Trudy looked up and laughed, “You want me to leave the house on a day like this, George? It looks like the end of days out there!”
“Okay Mom, we’ll order in today. Maybe we’ll smoke the pot and order a pizza!”
Trudy shook her head. “Okay George. I’ll consider it if you think it’s a good idea! You take care Marissa. Be careful!”
“I will be careful Trudy. I’ll see you soon. Have a good afternoon. Bye George!”
Trudy and George waved from the door as I ran back to my car. They stayed at the door waving as I drove up the cobble stoned driveway. I beeped my horn and drove away with my own big smile splashed over my face.

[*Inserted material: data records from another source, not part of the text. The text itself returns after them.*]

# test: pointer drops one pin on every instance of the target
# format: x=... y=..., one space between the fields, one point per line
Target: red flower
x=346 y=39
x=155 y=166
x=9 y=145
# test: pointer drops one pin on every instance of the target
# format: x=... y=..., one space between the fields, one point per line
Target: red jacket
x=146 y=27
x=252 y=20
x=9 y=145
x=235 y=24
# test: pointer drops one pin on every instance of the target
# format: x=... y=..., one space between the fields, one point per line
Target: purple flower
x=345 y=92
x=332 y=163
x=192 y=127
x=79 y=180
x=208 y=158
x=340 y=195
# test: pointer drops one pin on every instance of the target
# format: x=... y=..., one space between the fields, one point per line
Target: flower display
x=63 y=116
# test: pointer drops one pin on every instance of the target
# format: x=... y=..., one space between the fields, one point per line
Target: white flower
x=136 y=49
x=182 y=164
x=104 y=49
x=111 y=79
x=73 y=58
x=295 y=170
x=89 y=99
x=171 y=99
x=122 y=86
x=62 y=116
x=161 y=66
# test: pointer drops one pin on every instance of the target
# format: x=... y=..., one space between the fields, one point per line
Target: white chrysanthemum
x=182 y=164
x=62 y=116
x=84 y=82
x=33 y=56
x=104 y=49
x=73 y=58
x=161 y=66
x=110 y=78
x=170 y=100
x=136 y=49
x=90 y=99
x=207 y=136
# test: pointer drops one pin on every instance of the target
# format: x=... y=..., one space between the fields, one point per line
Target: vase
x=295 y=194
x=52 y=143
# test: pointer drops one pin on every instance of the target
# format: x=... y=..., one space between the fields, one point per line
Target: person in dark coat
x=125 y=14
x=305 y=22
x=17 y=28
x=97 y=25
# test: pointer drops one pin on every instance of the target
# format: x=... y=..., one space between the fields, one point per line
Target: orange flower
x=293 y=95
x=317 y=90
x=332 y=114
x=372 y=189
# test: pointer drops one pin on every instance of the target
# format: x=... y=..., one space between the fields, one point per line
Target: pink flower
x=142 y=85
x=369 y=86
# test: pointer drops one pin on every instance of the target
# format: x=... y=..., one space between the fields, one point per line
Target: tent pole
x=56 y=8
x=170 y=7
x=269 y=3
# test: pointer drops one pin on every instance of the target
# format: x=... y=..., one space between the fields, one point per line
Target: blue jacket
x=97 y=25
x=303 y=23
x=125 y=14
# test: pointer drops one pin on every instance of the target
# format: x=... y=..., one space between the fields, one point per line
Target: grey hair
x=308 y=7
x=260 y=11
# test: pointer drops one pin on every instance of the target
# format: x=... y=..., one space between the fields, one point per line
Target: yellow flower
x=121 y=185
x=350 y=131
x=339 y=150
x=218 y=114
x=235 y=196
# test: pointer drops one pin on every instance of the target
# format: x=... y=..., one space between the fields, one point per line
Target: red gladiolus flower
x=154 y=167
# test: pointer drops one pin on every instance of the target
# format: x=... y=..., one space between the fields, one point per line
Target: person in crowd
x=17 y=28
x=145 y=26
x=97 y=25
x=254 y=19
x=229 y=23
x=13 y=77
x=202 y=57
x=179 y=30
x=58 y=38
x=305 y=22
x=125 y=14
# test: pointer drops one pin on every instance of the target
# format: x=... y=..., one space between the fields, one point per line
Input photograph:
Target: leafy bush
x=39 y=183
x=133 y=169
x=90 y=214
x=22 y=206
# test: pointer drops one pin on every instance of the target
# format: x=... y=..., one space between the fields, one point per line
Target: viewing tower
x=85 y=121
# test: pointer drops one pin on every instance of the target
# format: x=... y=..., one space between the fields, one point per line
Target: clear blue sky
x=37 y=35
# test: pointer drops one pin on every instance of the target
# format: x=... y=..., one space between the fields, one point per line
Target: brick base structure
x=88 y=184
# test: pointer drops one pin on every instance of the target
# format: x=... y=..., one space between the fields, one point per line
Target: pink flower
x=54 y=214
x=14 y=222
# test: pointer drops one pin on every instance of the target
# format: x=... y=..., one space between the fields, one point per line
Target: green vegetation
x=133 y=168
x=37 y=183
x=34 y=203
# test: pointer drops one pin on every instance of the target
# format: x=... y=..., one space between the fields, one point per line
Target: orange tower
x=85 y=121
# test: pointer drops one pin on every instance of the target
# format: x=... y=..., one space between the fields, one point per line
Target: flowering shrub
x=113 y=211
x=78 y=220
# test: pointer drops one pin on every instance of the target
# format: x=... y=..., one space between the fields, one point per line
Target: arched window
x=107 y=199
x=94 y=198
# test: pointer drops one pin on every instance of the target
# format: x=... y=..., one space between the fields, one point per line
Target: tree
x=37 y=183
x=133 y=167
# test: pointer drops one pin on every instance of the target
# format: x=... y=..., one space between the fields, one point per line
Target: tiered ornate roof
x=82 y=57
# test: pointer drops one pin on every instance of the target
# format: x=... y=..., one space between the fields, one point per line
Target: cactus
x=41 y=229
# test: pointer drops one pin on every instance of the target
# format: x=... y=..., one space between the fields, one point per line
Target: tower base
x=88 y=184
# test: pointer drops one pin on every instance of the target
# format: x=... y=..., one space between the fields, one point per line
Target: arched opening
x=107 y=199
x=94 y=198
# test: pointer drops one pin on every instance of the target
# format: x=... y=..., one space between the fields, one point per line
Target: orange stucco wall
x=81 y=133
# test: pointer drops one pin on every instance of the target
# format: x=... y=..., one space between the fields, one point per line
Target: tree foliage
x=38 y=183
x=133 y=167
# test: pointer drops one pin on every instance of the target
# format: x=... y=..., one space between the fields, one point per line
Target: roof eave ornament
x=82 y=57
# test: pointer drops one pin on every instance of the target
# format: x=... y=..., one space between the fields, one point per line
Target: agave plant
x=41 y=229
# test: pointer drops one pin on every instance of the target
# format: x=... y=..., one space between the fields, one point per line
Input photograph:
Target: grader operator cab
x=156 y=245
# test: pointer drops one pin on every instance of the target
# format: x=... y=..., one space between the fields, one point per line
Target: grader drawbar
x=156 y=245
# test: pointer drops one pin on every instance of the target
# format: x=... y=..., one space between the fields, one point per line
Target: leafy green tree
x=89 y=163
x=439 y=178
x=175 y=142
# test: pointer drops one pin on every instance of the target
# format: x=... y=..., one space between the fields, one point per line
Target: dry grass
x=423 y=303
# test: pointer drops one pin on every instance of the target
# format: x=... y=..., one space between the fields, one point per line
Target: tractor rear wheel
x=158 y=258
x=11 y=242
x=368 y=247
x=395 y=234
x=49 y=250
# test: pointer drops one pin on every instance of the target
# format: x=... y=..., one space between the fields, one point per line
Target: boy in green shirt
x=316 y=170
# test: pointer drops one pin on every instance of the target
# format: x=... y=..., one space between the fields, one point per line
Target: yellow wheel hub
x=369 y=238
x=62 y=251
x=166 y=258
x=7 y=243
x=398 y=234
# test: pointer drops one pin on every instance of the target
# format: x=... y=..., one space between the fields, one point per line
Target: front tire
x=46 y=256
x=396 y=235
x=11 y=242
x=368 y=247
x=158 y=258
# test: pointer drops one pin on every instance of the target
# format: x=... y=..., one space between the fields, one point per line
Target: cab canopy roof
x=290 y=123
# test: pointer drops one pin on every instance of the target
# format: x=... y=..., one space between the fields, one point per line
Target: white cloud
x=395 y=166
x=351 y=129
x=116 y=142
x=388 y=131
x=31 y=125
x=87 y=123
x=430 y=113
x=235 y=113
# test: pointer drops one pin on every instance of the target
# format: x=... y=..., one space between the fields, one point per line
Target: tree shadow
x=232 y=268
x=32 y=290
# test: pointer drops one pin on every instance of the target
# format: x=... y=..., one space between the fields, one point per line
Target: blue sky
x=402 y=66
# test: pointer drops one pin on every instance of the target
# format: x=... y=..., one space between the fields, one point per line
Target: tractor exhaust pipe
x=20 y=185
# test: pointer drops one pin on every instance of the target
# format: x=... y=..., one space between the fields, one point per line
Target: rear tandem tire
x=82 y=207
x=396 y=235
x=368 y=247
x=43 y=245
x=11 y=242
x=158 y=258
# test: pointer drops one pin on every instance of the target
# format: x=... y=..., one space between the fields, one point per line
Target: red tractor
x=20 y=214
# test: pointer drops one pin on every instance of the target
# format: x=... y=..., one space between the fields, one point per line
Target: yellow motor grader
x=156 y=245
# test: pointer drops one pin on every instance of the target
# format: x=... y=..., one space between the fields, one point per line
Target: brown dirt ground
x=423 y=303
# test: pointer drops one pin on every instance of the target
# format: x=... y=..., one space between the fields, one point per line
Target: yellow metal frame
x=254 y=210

Some patients stick with you like glue. Trudy was one of those patients for me. I continued to care for her over the next few months. In that time, she continued to use cannabis to treat her MS symptoms, although she switched to cannabis-infused oils instead of smoking “the pot.” And she used a vaporizer as her “rescue inhaler” when she needed fast relief. She worked closely with a physician who was certified to recommend cannabis, as well as her own physician to find the treatment protocol that worked best for her. Trudy’s physician was actually quite impressed with how much her condition improved with her therapeutic cannabis use.
Trudy regained her ability to walk with a walker within six weeks of working with her new PT. She suffered from vertigo which caused her to have serious balance issues. She felt that cannabis helped with this by reducing her “spinning” symptoms, thereby allowing her to gain confidence with her walker. Once she gained enough confidence with her walker, she called the home care agency to have her commode removed and given to someone who needed it. That was a happy day, let me tell you! She was able to taper off of several medications that didn’t serve her well, including the valium. She was discharged from the nursing aspect of her home visits by the end of the summer because she was doing so incredibly well.

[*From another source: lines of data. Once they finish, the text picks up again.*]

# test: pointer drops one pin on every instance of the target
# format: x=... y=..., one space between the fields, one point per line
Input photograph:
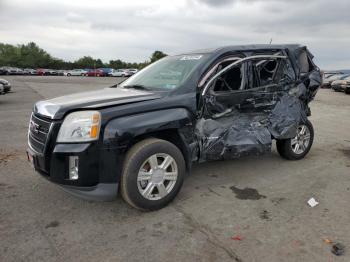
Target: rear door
x=236 y=101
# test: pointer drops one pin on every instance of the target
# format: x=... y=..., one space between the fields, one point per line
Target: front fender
x=122 y=130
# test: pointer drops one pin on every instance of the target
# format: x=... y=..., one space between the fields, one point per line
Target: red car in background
x=41 y=71
x=96 y=72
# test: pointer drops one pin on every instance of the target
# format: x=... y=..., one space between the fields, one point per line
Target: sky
x=131 y=30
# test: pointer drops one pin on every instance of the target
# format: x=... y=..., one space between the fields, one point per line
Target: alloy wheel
x=157 y=176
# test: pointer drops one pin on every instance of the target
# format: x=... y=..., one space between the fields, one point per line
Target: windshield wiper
x=141 y=87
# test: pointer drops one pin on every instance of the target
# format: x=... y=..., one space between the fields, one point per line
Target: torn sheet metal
x=248 y=125
x=233 y=136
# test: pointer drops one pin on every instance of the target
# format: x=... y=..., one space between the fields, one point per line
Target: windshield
x=167 y=73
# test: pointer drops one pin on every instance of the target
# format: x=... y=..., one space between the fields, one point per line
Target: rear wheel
x=296 y=148
x=153 y=174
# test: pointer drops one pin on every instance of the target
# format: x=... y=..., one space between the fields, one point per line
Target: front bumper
x=98 y=173
x=100 y=192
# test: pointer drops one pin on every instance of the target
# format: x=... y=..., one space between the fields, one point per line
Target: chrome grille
x=38 y=133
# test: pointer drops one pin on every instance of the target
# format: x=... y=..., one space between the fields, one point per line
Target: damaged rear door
x=236 y=103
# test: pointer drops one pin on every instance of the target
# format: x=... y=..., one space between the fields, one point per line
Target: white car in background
x=133 y=70
x=75 y=72
x=120 y=73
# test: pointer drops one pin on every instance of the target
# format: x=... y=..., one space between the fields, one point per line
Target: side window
x=305 y=63
x=265 y=71
x=229 y=81
x=272 y=71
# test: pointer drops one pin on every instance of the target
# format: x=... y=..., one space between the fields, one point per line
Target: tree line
x=32 y=56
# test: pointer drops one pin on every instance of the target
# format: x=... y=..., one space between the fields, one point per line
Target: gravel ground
x=251 y=209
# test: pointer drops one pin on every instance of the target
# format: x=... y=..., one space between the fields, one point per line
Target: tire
x=145 y=194
x=294 y=152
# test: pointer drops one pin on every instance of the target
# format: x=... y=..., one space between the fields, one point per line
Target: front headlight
x=80 y=126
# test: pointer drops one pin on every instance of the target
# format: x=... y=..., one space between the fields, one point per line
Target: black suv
x=143 y=135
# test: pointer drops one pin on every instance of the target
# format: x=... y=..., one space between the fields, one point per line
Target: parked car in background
x=41 y=71
x=120 y=73
x=61 y=72
x=133 y=70
x=96 y=72
x=6 y=85
x=106 y=70
x=8 y=70
x=328 y=79
x=51 y=72
x=76 y=72
x=29 y=71
x=342 y=84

The greatest benefit of all came about because of Trudy’s own strength, determination, and will. Trudy wanted to be a part of the world again. She worked hard to be a part of the world again. She taught her grandkids how to make planters out of old boots, watering cans, and pallets. Her beautiful hillside yard was peppered with these unique little gardens by the end of summer. She attended MS support group meetings on a regular basis and went to church every Sunday. She told me that she had proudly become “that cannabis lady” in her social circles. And once a month she agreed to a cannabis and pizza date with George. This little firecracker of a lady was not just a spitfire stuck in a broken down body any longer, she was living again. She was definitely living again.

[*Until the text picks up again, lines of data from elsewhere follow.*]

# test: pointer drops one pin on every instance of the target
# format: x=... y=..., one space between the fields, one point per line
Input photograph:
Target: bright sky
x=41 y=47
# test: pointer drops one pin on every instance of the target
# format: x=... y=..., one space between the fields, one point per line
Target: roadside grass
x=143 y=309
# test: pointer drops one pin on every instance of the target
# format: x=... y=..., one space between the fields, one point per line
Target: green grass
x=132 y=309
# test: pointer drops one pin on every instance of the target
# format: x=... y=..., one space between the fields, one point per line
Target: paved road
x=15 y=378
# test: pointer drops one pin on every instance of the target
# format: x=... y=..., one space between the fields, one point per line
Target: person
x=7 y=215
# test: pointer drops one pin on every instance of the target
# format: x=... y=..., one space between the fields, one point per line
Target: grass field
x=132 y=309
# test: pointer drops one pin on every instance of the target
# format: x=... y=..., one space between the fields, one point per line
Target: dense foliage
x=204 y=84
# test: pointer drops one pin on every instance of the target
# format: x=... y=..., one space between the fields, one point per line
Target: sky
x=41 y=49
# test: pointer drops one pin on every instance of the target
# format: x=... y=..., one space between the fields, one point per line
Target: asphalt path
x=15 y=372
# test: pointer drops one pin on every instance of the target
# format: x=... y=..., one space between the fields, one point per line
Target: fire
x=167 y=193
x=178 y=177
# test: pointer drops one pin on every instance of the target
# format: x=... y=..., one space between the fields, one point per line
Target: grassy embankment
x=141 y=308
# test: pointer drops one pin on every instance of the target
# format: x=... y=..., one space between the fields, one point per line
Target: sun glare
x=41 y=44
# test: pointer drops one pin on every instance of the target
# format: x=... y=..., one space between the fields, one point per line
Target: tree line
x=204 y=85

During my last visit with Trudy, she asked if I recommended cannabis to all of my patients now. I told her that I would teach patients about cannabis if they asked. I explained that I was really diving into the research and known benefits of therapeutic cannabis. She nodded and said “Good. Cannabis heals. It should be available to everyone who needs to heal. You keep up the good work Nurse Marissa.”
“I will Trudy, I will.”
Many of the details expressed in this story are indeed very true. However, the characters are fictional conglomerates of several patients who have greatly influenced my career as a nurse, as well as my perspective in regards to treating chronic disease symptoms with cannabis and other complementary, alternative therapies. Any information provided in this story is not intended as medical advice. Health, wellness, and medical concerns or questions should be discussed with a qualified physician.